4. When does life begin? Does the embryo have any moral value? Is selective reduction of pregnancy ethically or morally correct? When does life begin?

5. Rights of the child: What access to information should the child have regarding his or her biological origin?

REPRODUCTION LANDMARKS

Landmarks in reproductive technology : 1799: Pregnancy reported from artificial insemination. 1890s: Artificial insemination by donor. 1953: First reported pregnancy after insemination with frozen sperm. 1976: First commercial surrogate motherhood arrangement reported in the United States (surrogate is artificially inseminated and paid to carry child for an infertile couple). 1978: Baby born after in vitro fertilization (IVF) in the United Kingdom. 1980: Baby born after IVF in Australia. 1981: Baby born after IVF in the United States. 1983: Embryo transfer after uterine lavage (female donor is artificially inseminated but embryo is flushed out of her uterus and transferred to waiting recipient). 1984: Baby born in Australia from embryo that was frozen and thawed. 1985: Baby born after gamete intrafallopian transfer (egg and sperm are mixed and injected into Fallopian tube).
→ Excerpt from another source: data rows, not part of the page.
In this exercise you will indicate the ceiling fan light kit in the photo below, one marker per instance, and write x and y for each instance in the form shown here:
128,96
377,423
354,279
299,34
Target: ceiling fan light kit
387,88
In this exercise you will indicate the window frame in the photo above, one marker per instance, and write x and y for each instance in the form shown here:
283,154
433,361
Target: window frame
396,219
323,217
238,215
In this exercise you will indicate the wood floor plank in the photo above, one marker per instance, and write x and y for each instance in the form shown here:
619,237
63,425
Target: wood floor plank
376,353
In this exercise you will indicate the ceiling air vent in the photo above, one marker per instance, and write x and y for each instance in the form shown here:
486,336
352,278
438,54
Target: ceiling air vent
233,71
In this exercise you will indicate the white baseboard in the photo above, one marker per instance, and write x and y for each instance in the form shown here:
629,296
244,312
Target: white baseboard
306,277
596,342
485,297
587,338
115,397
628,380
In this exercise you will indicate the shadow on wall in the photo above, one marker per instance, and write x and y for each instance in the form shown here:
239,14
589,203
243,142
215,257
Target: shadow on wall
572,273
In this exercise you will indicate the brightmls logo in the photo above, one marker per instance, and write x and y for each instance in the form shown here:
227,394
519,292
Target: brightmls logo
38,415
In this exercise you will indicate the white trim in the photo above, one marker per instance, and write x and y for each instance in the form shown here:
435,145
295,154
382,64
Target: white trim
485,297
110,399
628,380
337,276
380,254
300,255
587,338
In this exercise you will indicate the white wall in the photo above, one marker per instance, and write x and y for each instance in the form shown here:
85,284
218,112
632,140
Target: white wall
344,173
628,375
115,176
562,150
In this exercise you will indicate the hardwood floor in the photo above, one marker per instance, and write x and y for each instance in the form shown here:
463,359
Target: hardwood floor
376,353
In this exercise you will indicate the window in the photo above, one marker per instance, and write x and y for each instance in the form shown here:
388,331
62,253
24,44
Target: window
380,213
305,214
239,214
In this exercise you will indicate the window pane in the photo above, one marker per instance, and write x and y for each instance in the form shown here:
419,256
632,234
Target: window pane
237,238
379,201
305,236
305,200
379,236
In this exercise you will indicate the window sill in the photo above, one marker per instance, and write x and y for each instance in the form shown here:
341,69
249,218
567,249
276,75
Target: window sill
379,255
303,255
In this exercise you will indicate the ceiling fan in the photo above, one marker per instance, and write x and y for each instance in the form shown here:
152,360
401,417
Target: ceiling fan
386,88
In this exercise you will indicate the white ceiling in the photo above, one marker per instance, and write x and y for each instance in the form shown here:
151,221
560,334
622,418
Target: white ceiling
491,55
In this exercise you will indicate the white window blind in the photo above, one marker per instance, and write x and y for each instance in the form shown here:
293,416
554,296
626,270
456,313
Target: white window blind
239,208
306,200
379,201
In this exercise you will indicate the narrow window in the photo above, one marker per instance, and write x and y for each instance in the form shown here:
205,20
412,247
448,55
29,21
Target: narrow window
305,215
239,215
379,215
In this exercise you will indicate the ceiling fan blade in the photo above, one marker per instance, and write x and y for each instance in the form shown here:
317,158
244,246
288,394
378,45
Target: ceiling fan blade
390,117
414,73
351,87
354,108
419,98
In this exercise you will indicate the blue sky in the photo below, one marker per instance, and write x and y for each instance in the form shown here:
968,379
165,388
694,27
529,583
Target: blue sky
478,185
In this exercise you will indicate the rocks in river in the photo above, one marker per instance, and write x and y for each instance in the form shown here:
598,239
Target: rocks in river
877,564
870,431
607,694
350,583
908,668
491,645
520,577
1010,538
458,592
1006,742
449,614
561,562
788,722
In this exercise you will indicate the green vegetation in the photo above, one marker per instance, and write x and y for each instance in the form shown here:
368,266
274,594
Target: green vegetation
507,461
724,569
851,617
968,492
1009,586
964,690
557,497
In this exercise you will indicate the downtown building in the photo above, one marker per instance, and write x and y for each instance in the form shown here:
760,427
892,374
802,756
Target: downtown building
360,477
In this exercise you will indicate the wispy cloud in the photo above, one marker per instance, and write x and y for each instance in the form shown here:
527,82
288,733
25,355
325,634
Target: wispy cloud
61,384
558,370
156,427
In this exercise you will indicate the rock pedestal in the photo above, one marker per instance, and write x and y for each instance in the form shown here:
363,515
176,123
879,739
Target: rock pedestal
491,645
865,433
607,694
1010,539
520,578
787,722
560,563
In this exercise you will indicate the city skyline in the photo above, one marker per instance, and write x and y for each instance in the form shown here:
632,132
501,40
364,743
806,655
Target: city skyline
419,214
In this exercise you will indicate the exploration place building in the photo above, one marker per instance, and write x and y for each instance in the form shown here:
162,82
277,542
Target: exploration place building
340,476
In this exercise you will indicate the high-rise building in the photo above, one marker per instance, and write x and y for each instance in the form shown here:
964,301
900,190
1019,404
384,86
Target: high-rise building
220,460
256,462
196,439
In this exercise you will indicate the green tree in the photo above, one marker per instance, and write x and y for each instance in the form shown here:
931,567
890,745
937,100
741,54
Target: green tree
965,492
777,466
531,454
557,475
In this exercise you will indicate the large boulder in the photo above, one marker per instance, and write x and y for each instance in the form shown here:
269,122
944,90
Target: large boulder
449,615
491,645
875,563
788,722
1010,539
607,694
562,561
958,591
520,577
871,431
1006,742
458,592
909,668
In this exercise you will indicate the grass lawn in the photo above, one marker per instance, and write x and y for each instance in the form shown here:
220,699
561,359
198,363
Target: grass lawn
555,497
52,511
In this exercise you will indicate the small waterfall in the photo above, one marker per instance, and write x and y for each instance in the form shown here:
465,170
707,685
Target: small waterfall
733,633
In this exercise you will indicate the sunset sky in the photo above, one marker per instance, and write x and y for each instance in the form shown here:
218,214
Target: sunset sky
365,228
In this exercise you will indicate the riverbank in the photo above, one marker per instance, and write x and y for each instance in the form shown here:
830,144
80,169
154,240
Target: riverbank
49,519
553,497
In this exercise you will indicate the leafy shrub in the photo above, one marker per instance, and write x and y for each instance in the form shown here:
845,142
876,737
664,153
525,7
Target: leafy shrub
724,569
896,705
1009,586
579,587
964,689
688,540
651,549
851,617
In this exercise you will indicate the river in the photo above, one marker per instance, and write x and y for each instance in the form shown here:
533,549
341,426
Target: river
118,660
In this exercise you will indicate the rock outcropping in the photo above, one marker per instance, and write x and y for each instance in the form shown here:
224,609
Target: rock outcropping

First gestational surrogacy arrangement reported in the United States (woman who gives birth has no genetic tie to child).

First reported pregnancy after fertilization of frozen egg. 1986: Baby born in the United States from embryo that was frozen and thawed. 1989: Baby born to oldest reported patient--49-year-old menopausal woman--to undergo one of the advanced reproductive technologies (embryo from husband’s sperm and a donor egg is transferred to woman). Source: “Infertility: Medical and Social Choices,” Office of Technology Assessment.